A Washington federal judge handed a loss yesterday to three companies sued for their role in a fatal Metro rail crash in 2009, issuing an opinion (PDF) denying their motions for summary judgment.
U.S. District Judge Reggie Walton found that there were too many facts at issue to make a judgment now, and that the case didn't present the type of "exceptional" circumstances that would allow him to pre-empt a jury hearing the case.
Victims of the June 22, 2009 crash and their families filed a slew of personal injury and wrongful death lawsuits against the Washington Metropolitan Transit Authority and three companies that designed, manufactured and supplied parts of the rail system. Most cases have settled, but two personal injury and two wrongful death cases remain. The crash killed nine people and wounded dozens more.
Although WMATA and the corporate defendants – Alston Signaling Inc., Ansaldo STS USA Inc., and ARINC Inc. – told the court and plaintiffs earlier this year that they planned to admit liability, talks between the defendants about how to divide the blame had failed by the end of February. The corporate defendants reinstated earlier motions for summary judgment, arguing that WMATA should bear full liability because its alleged negligence superseded any negligence on their part.
The companies' joint motion for summary judgment boiled down to the fact that WMATA was accused of putting technology that was known to malfunction in service leading up to the crash. Even if the corporate defendants supplied equipment that was the defective or failed to do enough safety testing, they argued that WMATA's actions cleared them of any blame. WMATA and the plaintiffs disagreed.
Questions of causation are almost always a matter for a jury, Walton wrote, but there are exceptions where it's clear there was a superseding act. In a 1985 case cited by corporate defendants, for instance, In re Korean Air Lines Disaster, Walton wrote that while the parties agreed there were defects in an airplane's navigational system that caused the plane to veer off course, there was no way the system's manufacturers could have anticipated that the plane would be shot down by Soviet missile attack.
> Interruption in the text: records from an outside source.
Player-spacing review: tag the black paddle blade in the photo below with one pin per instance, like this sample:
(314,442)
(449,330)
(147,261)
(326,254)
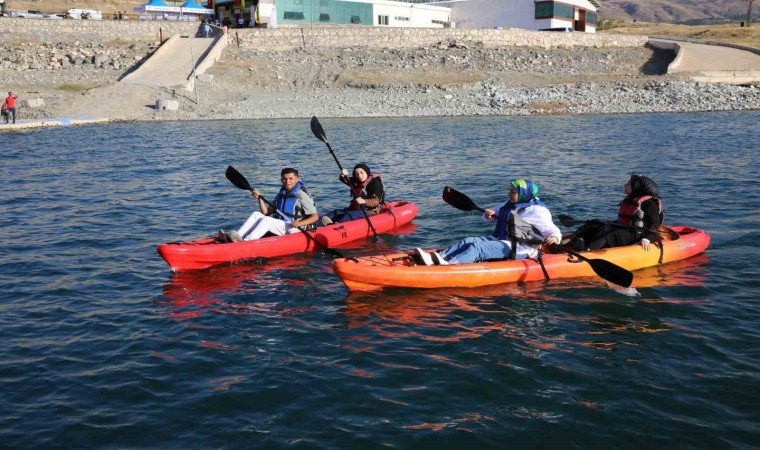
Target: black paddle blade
(566,220)
(459,200)
(317,129)
(237,179)
(611,272)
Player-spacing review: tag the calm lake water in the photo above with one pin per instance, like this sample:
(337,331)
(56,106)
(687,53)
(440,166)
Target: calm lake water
(103,347)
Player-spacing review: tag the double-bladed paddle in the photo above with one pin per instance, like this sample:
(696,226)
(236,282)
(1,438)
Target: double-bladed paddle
(605,269)
(662,230)
(241,182)
(319,132)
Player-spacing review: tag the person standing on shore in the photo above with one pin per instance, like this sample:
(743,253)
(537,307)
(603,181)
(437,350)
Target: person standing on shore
(10,105)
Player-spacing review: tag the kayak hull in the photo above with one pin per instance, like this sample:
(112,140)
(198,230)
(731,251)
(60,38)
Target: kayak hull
(205,253)
(401,271)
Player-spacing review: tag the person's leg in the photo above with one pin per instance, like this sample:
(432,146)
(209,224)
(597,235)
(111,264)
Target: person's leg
(457,247)
(620,237)
(258,225)
(350,215)
(481,251)
(609,236)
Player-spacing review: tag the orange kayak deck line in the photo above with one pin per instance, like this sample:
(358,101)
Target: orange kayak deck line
(206,252)
(400,270)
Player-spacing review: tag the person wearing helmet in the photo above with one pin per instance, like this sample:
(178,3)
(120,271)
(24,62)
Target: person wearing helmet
(523,224)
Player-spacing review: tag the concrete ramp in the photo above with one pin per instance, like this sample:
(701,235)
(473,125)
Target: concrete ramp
(711,61)
(172,65)
(162,76)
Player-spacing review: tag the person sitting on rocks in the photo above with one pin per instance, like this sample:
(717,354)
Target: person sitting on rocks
(10,105)
(367,193)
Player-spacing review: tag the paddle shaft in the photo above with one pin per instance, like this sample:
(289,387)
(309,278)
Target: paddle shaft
(319,132)
(242,183)
(661,230)
(604,269)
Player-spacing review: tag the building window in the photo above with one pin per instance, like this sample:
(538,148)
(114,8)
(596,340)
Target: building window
(293,15)
(544,10)
(564,11)
(549,10)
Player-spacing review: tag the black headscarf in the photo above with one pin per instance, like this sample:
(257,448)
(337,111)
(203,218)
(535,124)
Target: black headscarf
(363,167)
(642,185)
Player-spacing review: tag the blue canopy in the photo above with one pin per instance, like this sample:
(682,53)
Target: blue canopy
(191,7)
(191,4)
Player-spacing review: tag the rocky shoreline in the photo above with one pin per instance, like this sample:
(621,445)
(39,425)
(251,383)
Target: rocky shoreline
(447,79)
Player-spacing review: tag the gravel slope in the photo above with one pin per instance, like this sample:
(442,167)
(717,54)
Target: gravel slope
(449,79)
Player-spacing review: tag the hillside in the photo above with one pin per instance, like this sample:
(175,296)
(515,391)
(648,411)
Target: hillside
(675,11)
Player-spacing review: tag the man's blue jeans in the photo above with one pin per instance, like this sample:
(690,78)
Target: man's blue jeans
(476,249)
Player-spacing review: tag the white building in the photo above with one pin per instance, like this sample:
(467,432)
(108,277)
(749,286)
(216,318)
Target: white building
(570,15)
(408,15)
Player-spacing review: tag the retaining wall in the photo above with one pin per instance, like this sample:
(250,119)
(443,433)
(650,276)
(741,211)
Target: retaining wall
(308,36)
(97,31)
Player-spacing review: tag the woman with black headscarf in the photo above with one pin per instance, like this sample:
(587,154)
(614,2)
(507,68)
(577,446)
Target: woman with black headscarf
(367,192)
(640,210)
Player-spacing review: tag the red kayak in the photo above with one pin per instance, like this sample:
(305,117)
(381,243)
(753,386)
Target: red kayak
(206,252)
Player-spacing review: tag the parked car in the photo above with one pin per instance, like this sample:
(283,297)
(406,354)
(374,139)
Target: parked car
(560,29)
(28,13)
(91,14)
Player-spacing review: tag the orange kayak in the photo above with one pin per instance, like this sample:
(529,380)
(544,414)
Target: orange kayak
(400,270)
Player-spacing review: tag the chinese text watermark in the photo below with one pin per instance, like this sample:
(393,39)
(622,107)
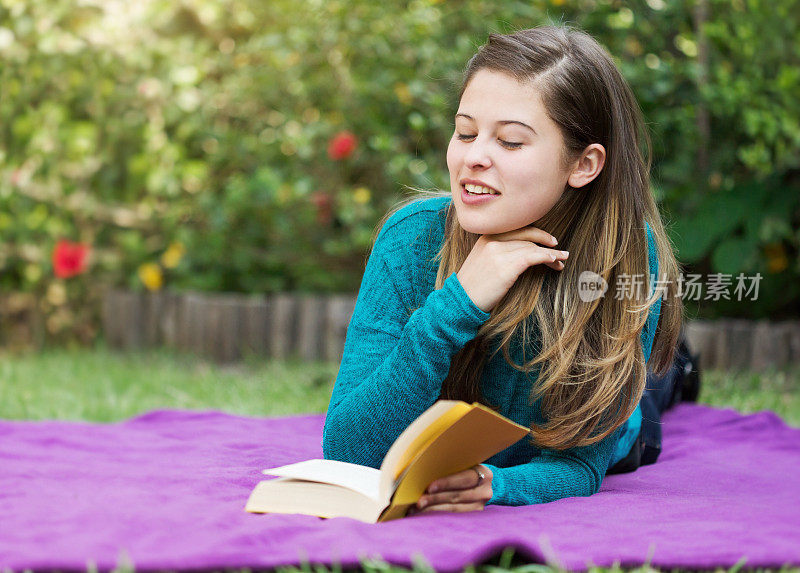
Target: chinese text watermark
(592,286)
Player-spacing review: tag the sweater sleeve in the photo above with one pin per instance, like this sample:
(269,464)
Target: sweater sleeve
(554,474)
(393,364)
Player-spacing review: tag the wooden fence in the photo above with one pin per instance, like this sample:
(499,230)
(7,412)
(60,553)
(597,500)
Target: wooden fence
(226,327)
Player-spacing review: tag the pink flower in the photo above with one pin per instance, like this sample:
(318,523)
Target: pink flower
(69,259)
(342,145)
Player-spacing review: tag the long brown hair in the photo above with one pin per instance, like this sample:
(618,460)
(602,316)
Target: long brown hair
(587,355)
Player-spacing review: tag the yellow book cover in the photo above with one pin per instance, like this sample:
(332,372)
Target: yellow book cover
(449,437)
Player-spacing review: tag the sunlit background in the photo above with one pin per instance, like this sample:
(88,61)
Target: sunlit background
(250,146)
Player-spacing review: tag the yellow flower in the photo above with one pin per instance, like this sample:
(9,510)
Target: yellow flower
(172,256)
(361,195)
(151,276)
(777,261)
(403,93)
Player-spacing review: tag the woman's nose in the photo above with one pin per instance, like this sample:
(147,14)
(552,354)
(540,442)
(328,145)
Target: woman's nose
(477,154)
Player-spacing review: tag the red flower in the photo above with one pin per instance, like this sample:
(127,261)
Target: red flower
(342,145)
(69,259)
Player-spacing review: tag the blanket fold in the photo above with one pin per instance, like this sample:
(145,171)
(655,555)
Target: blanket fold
(166,490)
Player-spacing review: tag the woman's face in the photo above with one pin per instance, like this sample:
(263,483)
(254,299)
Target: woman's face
(503,141)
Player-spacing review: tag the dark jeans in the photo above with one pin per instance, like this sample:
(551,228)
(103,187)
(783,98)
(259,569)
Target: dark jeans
(660,394)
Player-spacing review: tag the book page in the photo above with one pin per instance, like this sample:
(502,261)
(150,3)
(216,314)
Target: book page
(362,479)
(470,440)
(416,436)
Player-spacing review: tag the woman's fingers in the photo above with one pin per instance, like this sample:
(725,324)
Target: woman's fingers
(533,234)
(456,507)
(470,496)
(461,480)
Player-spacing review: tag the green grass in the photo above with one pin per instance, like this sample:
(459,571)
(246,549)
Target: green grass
(104,386)
(101,385)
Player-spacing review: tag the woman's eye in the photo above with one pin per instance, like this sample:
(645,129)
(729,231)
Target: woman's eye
(504,143)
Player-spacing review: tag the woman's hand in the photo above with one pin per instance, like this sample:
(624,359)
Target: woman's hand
(496,261)
(464,491)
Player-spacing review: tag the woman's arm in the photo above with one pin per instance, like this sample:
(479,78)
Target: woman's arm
(393,365)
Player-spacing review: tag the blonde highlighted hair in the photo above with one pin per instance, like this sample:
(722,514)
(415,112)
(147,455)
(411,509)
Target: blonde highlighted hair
(587,355)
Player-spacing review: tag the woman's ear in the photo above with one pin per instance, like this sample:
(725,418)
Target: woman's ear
(588,166)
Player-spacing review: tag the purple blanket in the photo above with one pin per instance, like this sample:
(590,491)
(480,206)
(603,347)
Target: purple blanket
(166,490)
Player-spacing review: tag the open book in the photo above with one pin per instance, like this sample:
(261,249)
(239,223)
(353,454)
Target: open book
(447,438)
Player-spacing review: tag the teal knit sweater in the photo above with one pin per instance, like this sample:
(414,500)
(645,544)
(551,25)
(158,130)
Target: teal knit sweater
(396,358)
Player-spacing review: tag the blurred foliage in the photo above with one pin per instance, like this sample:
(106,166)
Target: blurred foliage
(202,128)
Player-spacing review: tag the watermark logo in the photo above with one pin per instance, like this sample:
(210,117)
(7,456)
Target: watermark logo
(591,286)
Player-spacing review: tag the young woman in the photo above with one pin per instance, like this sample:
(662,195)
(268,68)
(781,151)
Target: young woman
(480,294)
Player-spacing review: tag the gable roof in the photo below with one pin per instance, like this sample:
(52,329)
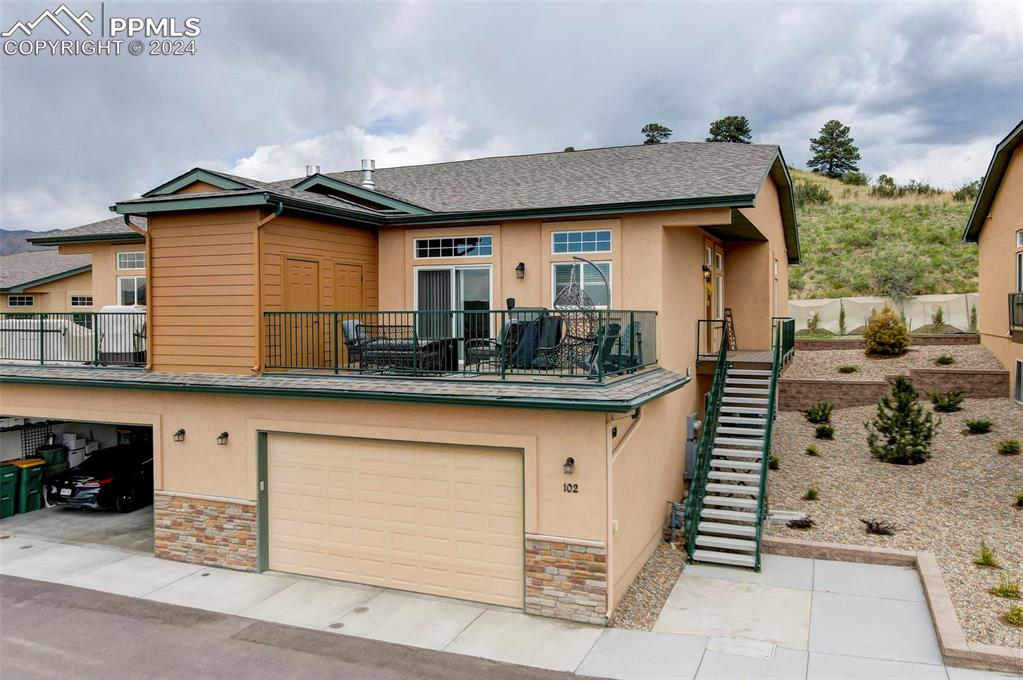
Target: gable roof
(113,229)
(24,270)
(992,180)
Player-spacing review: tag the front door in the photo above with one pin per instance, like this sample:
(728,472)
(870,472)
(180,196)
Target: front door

This case, however, didn't present those same "exceptional" circumstances, Walton wrote. He said that a jury could find that the corporate defendants could have anticipated how WMATA would respond to problems with its systems.
Walton dismissed each company's individual motions to dismiss as well. He did grant ARINC summary judgment on a very narrow issue, that if a jury found WMATA negligent, WMATA couldn't seek indemnification from ARINC for WMATA's own negligence.
The four remaining cases are scheduled for trial in the fall, although the plaintiffs indicated in their brief that one of the wrongful death cases is on the verge of settlement.
Attorneys for all parties have declined to comment, in light of an order from Walton earlier this year barring attorneys from speaking publicly about the case for fear of making it harder to select a jury.
The plaintiffs are being represented by Regan, Zambri & Long, The Cochran Firm and Alper & Mann. Alstom is being represented by Winston & Strawn, Ansaldo is being represented by LeClairRyan and ARINC is being represented by Baltimore's Goodell, Devries, Leech & Dann.